Bodega Marine Laboratory
B.S. (Applied Mathematics, Physics) University of Cape Town, 1981
B.S. Hons. (Applied Mathematics) University of Cape Town, 1983
Ph.D. (Oceanography), University of Cape Town, 1987
John Largier is Professor of Coastal Oceanography at the University of California Davis (UCD), resident at Bodega Marine Laboratory. Prior to 2004, he was Research Oceanographer at Scripps Institution of Oceanography. He has also held positions at the University of Cape Town and the National Research Institute for Oceanology (CSIR) in South Africa.
His research, teaching and public service is motivated by contemporary environmental issues and centered on the role of transport in ocean, bay, nearshore and estuarine waters. His work has addressed transport of plankton, larvae, contaminants, pathogens, heat, salt, nutrients, dissolved oxygen, and sediment – and he places this work in the context of issues as diverse as marine reserves, fisheries, mariculture, beach pollution, wastewater discharge, wildlife health, desalination, river plumes, coastal power plants, kelp forests, wetlands, marine mining, coastal zone management and impacts of coastal development.
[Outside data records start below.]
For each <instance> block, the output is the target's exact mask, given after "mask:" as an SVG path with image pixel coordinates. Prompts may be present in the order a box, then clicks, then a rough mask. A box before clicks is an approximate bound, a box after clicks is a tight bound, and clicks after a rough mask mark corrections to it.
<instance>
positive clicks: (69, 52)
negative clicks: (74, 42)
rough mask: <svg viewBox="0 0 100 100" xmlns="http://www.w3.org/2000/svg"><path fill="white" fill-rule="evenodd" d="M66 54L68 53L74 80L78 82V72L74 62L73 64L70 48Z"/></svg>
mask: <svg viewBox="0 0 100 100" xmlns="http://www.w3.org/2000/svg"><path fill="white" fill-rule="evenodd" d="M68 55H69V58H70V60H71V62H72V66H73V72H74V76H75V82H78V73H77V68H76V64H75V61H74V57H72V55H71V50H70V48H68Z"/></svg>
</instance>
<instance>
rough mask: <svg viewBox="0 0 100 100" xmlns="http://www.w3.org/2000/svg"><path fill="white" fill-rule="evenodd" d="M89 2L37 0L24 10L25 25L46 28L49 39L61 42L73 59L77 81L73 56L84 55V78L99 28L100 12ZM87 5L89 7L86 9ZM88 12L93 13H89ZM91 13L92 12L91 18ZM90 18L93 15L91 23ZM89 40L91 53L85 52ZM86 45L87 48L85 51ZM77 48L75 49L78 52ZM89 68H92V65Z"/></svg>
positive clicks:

At UCD he heads the Coastal Oceanography Group. Dr Largier is a leader in developing the field of “environmental oceanography” through linking traditional oceanographic study to critical environmental issues.
Dr Largier serves on the Science Advisory Team for the California Marine Life Protection Act (MLPA), the Governing Council for CeNCOOS (Central and Northern California Ocean Observing System), the Sanctuary Advisory Committee for the Gulf of Farallones, and several other advisory boards. He is president of the California Estuarine Research Society. In 2002- 2004, Dr Largier played a significant role in advising the state on beach pollution and in the late 1990’s, he played a key role in developing the knowledge foundation for the new coastal zone management policy in South Africa. He is an Aldo Leopold Leadership Fellow. Following undergraduate studies in Maths and Physics, he obtained a Ph.D. in Oceanography from the University of Cape Town (South Africa) in 1987.